After initiation of therapy, patients should be observed for signs and symptoms of pancreatitis, and other antidiabetic therapies should be considered in patients with a history of pancreatitis.

The risk of hypoglycemia is increased when used in combination with insulin secretagogues or insulin.

It may require a lower dose of sulfonylurea or insulin to reduce the risk of hypoglycemia in this setting.

Reports of acute renal failure and worsening of chronic renal failure have occurred.

Each weekly dose can be administered at any time of day, with or without food.

The day of administration can be changed if necessary, as long as the last dose was administered 3 or more days before.

Human relevance of thyroid C-cell tumors in rats is unknown and has not be determined.

Pregnancy Category C

Should be used during pregnancy only if the potential benefit justifies the potential risk to the fetus.

It is not known whether it is excreted in human milk.

Safety and effectiveness not been established in pediatric patients, and is not recommended for use in pediatric patients younger than 18 years.

There is limited clinical experience in patients with severe renal impairment or ESRD.

It slows gastric emptying.

Overdoses associated with these overdoses are mild or moderate gastrointestinal events and non-severe hypoglycemia.

Lowers fasting glucose and reduces postprandial glucose levels in patients with type 2 diabetes mellitus.

Reduction in fasting and postprandial glucose can be observed after a single dose.

Stimulates glucose-dependent insulin secretion and reduces glucagon secretion.

Gastric emptying delay is largest after the first dose and diminishes with subsequent dosing.

Does not produce QTc prolongation.

Following subcutaneous administration, the time to maximum plasma concentration at steady-state ranges from 24 to 72 hours, with a median of 48 hours.

Site of subcutaneous administration has no statistically significant effect on the exposure to dulaglutide.

The mean bioavailability following subcutaneous administration of single 0.75 mg and 1.5 mg doses is 65% and 47%, respectively.

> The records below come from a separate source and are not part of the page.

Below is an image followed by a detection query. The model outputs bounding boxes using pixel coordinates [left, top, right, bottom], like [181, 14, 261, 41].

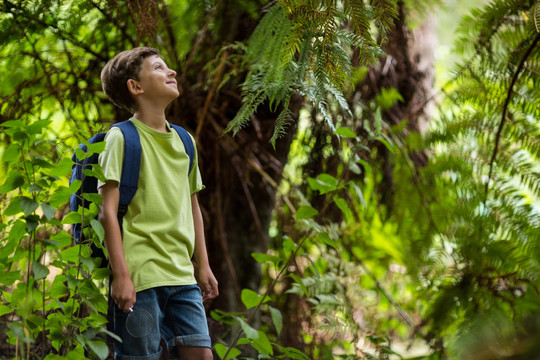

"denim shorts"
[108, 285, 212, 360]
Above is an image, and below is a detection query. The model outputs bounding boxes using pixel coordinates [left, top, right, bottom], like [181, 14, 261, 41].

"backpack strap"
[112, 120, 142, 218]
[169, 124, 195, 174]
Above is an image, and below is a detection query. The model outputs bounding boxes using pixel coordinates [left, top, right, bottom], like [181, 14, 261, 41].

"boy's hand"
[111, 277, 137, 312]
[197, 266, 219, 302]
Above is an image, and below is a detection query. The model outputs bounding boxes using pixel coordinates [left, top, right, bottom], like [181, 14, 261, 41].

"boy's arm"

Degraded into its component amino acids by general protein catabolism pathways.

The elimination half-life of dulaglutide for both doses is approximately 5 days.

Dose adjustment of dulaglutide is it needed based on age, gender, race, ethnicity, body weight, or renal or hepatic impairment.

Dulaglutide systemic exposure was increased by 20, 28, 14 and 12% for mild, moderate, severe, and ESRD renal impairment sub-groups, respectively, compared to subjects with normal renal function.

Dulaglutide systemic exposure decreased by 23, 33 and 21% for mild, moderate and severe hepatic impairment groups, respectively, compared to subjects with normal hepatic function.

It slows gastric emptying and, as a result, may reduce the extent and rate of absorption of orally coadministered medications.

In patients with type 2 diabetes mellitus produced reductions from baseline in HbA1c compared to placebo.

No overall differences in glycemic effectiveness were observed across demographic subgroups: age, gender, race/ethnicity, duration of diabetes.

Use at a once weekly dose of 0. 75 mg or 1.55 mg was superior to placebo in improving glycemic control through 26 weeks among youth with type two diabetes who are being treated with metformin or basal insulin, without an effect on BMI(Arslanian SA).